Ryan Eagleson

Cricket information
- Batting: Right-handed
- Bowling: Right-arm fast-medium

International information
- National side: Ireland;

Career statistics
| Competition | First-class | List A |
| Matches | 2 | 21 |
| Runs scored | 91 | 96 |
| Batting average | 91.00 | 8.72 |
| 100s/50s | 0/1 | 0/0 |
| Top score | 50* | 15* |
| Balls bowled | 252 | 1019 |
| Wickets | 4 | 25 |
| Bowling average | 45.75 | 38.12 |
| 5 wickets in innings | 0 | 0 |
| 10 wickets in match | 0 | 0 |
| Best bowling | 2/50 | 4/59 |
| Catches/stumpings | 3/– | 6/– |
- Source: CricketArchive, 12 October 2022

= Ryan Eagleson =

Irish cricketer (born 1974)

Ryan Logan Eagleson (born 17 December 1974) is a former Northern Irish cricketer.

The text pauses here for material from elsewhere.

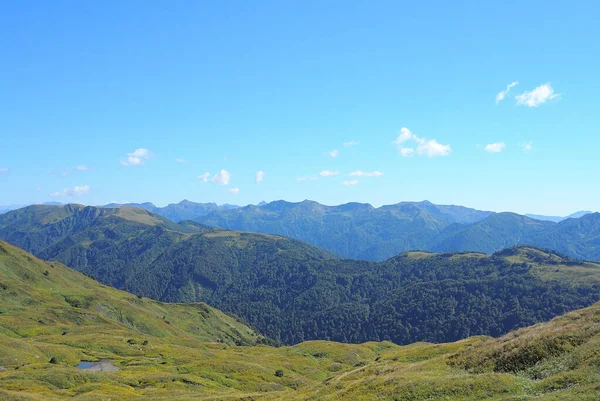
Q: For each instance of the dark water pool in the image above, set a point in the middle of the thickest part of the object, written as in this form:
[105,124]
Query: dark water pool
[85,365]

A right-handed batsman and right-arm fast-medium bowler, Ryan Eagleson made his debut for the Ireland cricket team against the Duchess of Norfolk's XI at Arundel Castle in June 1995 and went on to play for them on 65 occasions in all, his last match coming against the West Indies in June 2004.

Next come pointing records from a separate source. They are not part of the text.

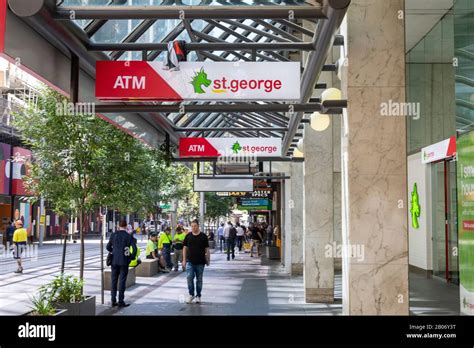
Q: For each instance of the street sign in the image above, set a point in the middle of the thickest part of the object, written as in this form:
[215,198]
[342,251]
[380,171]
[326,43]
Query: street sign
[222,185]
[230,147]
[141,80]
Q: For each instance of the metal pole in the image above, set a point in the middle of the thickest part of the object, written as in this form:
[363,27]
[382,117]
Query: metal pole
[202,203]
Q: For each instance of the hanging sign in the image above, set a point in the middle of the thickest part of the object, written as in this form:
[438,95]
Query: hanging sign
[443,149]
[465,190]
[228,147]
[141,80]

Of his matches for Ireland, one had first-class status and 16 had List A status. In all matches for Ireland, he scored 380 runs at an average of 13.10, his top score (and only half century) being an innings of 50 not out against Scotland in August 1996. He took 70 wickets at an average of 33.66, with best bowling figures of 4/59 against Leicestershire in June 1999.

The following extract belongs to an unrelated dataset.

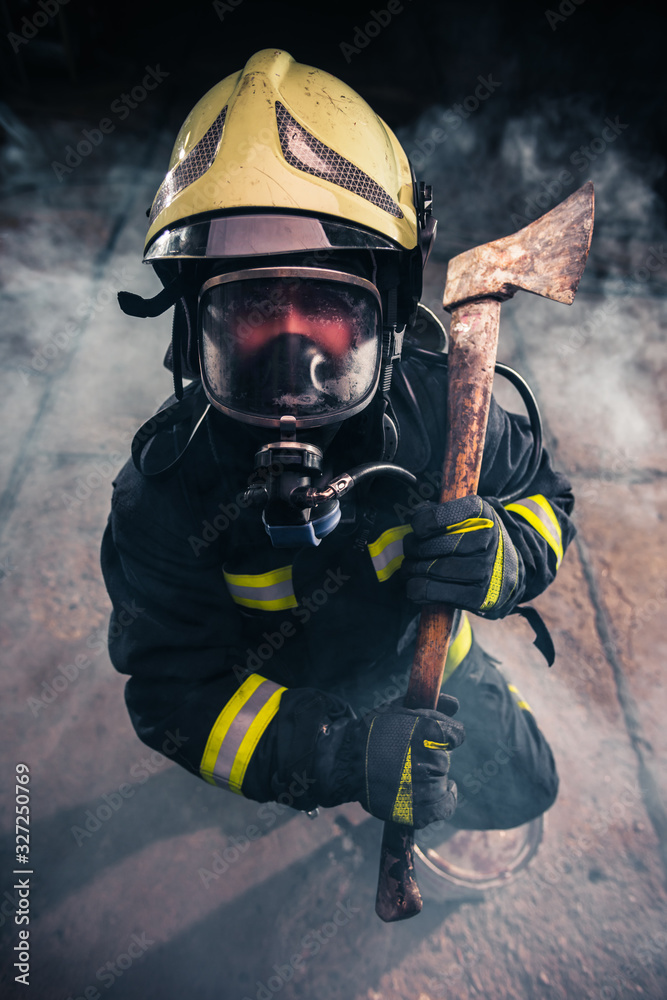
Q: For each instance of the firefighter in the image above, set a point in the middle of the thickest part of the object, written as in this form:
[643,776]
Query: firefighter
[274,524]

Ryan Eagleson represented Ireland in several international tournaments; the ICC Trophy in 1997 and 2001 and the European Championship in 1996 and 1998. He also represented Northern Ireland in the cricket tournament at the 1998 Commonwealth Games.

He also played county cricket for Derbyshire, playing for them in one first-class and two List A matches in 1999. He also played second XI cricket for Derbyshire, Essex and Glamorgan between 1996 and 1999. He also represented Hong Kong at the Hong Kong Sixes in November 2004. He continued to play for Carrickfergus Cricket Club in the Northern Cricket Union Premier League until 2021, when he was appointed as the Ireland bowling coach.